The letter draws attention to the lack of evidence supporting the ban, and the notion that the ban is simply ineffective. The letter also calls into question the expenditure of significantly more money in a program that's quite literally demonstrated its inability to meet its stated goals: Reducing gun crime.
For gun owners, some of the letter's content defines the term "oddly familiar;" with the CFO mentioning "The federal policy measures contemplated for dealing with the firearms in question are also manifestly unfair. Requiring mandatory confiscation or deactivation represents an unacceptable intrusion into the personal lives of Albertans and other Canadians and a serious infringement on their property rights. Owners of the affected firearms acquired them in full conformity with the law at the time. They have not done anything wrong, yet they are to be forcibly deprived of their property or forced to effectively render it useless through compulsory deactivation."
This feels both odd and familiar as the reality outlined by Dr. Bryant thusly is the cold reality Canadian gun owners have been facing since 2020, but until now remained a perspective that felt exclusive to gun owners. Even former CPC leader Erin O'Toole preferred to ignore the reality of a government giving taxpaying civilians the option of having thousands of dollars worth of their property either seized or rendered useless, while NDP and Liberal representatives in the House have stalwartly ignored the comments and concerns of any constituent that happens to have a firearms license. Were gun owners in Canada still capable of optimism where the Federal government is concerned, this letter would probably provide some, if only for its disconcerting pairing of simple honesty and a government letterhead.
Guns: Canaries in a Political Coal Mine
And this is precisely why perhaps the most important part of Dr. Bryant's letter, the part that certainly should resound with Mssrs. Mendicino, Trudeau, Blair et al. is also perhaps the part that has the least to do with firearms: "Even more important, however, will be the loss of confidence in our firearms control system and government in general, when a community is singled out by such unjust and undeserved actions. We should be acting to build confidence in our systems, not bringing them into disrepute."
For years we at Calibre have referred to gun owners as the canary in the political coal mine. The logic behind this theory is simple: No other file in federal purview is subject to such sweeping reforms on a political whim as firearms. The ban discussed in Dr. Bryant's letter is all the proof that's required of that: The federal government is attempting to seize property from hundreds of thousands of law-abiding Canadians and is doing so without casting a single vote in the House of Commons. I defy any pundit to come up with any other product a Canadian civilian could possess that we would, as a country, be alright with our government forcibly seizing on this scale with so little oversight or insight. There isn't one.

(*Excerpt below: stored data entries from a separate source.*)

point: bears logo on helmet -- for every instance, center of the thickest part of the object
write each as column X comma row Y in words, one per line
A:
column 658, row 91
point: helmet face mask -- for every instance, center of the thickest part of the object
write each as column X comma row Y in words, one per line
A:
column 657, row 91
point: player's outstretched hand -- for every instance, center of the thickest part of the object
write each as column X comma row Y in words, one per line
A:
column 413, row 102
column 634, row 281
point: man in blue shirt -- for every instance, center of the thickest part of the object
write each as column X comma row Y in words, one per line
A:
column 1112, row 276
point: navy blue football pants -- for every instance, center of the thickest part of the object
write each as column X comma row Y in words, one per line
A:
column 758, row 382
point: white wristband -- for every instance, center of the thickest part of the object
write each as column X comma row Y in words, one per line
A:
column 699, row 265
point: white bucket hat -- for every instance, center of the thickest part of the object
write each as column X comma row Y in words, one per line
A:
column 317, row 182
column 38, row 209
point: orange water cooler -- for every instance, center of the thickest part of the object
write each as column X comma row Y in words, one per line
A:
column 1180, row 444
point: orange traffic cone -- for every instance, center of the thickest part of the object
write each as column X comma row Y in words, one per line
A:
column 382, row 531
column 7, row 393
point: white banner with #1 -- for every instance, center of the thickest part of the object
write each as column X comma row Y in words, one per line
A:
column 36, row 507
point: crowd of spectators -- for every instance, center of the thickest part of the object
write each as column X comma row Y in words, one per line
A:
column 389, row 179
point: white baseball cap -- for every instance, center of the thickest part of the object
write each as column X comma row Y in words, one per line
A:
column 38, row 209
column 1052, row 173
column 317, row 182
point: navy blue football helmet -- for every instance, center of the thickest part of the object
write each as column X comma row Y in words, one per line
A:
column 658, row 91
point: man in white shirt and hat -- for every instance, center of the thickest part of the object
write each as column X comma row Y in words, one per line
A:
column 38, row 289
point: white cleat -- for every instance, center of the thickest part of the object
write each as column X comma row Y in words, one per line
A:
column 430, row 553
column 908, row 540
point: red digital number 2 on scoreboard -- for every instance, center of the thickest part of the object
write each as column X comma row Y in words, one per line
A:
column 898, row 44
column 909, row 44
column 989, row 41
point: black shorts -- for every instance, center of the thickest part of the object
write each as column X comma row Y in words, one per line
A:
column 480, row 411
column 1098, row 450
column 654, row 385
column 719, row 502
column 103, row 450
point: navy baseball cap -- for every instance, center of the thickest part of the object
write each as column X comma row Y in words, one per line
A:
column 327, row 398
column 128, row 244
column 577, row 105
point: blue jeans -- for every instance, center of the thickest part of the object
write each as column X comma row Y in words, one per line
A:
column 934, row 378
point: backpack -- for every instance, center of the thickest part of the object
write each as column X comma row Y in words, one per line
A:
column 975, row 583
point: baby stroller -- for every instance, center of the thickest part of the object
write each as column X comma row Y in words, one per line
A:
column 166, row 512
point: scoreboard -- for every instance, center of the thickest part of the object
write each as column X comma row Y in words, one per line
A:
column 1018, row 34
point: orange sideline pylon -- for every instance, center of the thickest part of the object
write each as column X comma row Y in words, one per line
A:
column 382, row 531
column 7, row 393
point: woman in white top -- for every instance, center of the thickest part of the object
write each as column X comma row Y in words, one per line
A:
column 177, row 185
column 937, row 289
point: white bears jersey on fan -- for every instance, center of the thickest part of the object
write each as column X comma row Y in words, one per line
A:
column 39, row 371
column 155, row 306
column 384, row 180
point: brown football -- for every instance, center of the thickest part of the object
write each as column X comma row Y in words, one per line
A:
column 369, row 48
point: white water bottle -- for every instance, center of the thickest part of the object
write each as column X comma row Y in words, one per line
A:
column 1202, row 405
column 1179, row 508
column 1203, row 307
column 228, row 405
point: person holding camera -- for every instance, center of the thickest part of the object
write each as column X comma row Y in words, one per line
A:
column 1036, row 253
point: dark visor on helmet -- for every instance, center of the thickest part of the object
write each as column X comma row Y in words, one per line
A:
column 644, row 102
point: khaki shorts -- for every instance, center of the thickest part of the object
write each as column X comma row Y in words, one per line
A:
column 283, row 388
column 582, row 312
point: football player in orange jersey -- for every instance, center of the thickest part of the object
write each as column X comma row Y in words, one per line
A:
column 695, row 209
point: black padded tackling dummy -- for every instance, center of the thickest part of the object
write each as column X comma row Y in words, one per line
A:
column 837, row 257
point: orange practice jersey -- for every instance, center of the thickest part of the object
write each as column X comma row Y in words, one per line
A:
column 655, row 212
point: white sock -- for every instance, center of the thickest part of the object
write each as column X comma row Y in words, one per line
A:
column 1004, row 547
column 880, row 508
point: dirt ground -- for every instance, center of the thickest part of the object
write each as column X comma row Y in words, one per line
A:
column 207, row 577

And this ban, the one being opposed by Alberta's firearms safety czar in this letter, isn't the only evidence of this; it's merely the most current evidence. This government has done nothing but use firearms, and those that own them, as a wedge to divide this country. But wedges feel pressure; that's their role, and Canadian gun owners have never felt more than they do today. The constant anti-gun and anti-gun owner rhetoric required to support the passage of this ban has made many Canadians irrationally hateful towards gun owners in very real, very literal ways. And we weren't exactly starting from an unbiased position: 7 years ago a Fedex employee threatened to lose $18,000 worth of my magazines because they were gun magazines. But that wasn't the worst.
In a testimony where I attempted to raise the issue of privacy and security around sales records required by Bill C-71, Trudeau-appointed Senator Marliou McPhedran opened her questions for my testimony by framing it as if I might have been paid by the American NRA to represent gun rights in Canada. Unrelated to the subject matter at best, and extremely reductive of a decade-long career covering gun politics at best, that particular line of question led directly to a host of threats levelled against me on social media such that I, and my immediate family, no longer maintain social media accounts under our real names under the advice of security experts.

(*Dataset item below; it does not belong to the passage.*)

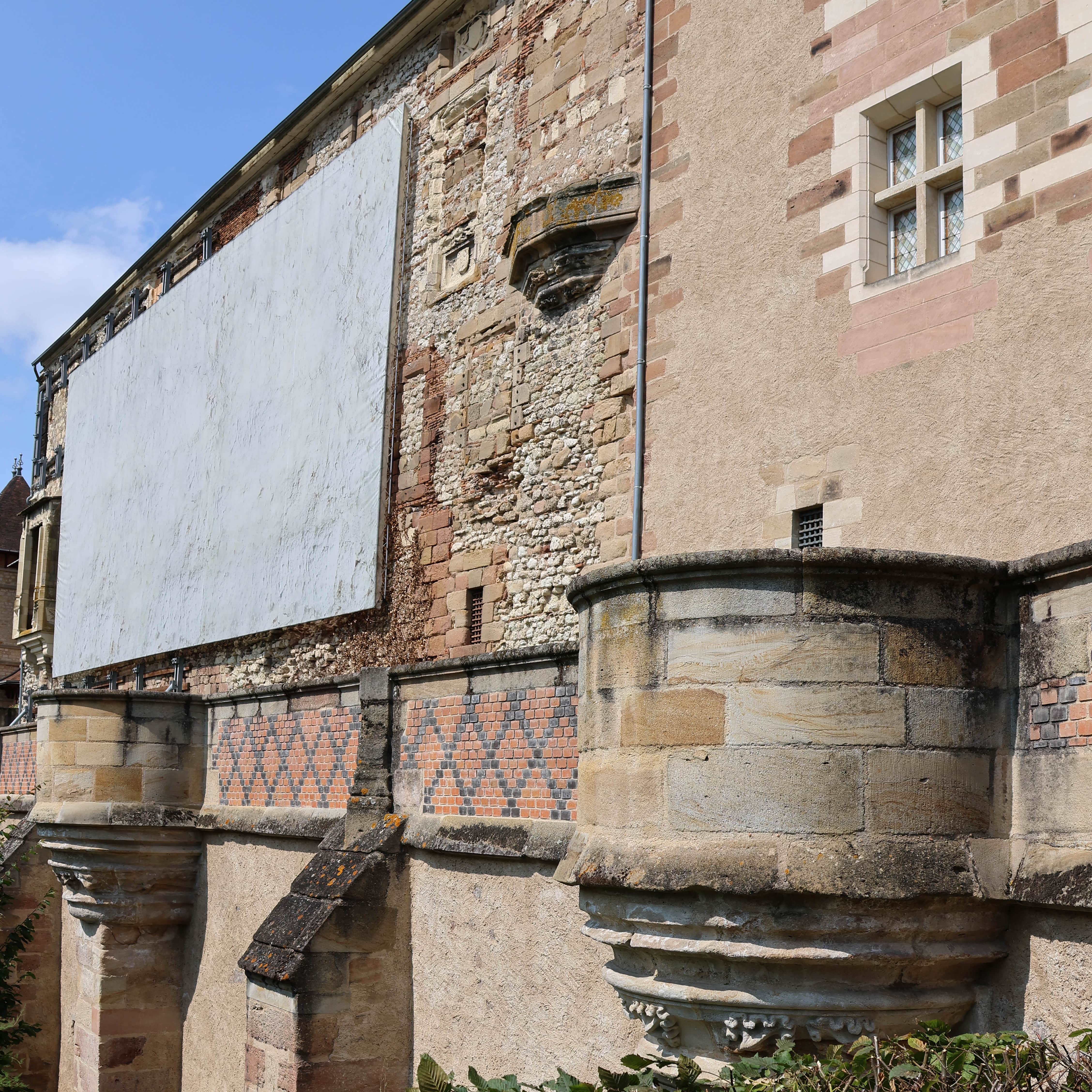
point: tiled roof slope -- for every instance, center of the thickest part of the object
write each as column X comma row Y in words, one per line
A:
column 12, row 502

Let me put that another way: As a result of accusations levelled by a Liberal-appointed senator trying to discredit me because she didn't like what I had to say, people have threatened to kill me and my family.
And so, as a gun owner but more importantly as a father, husband, and Canadian who is tired of watching our nation rent asunder by partisanship over pragmatic policy - Dr. Bryant, thank you. Sincerely. To Minister Mendicino: Please listen. Canada doesn't need more disenfranchised Canadians.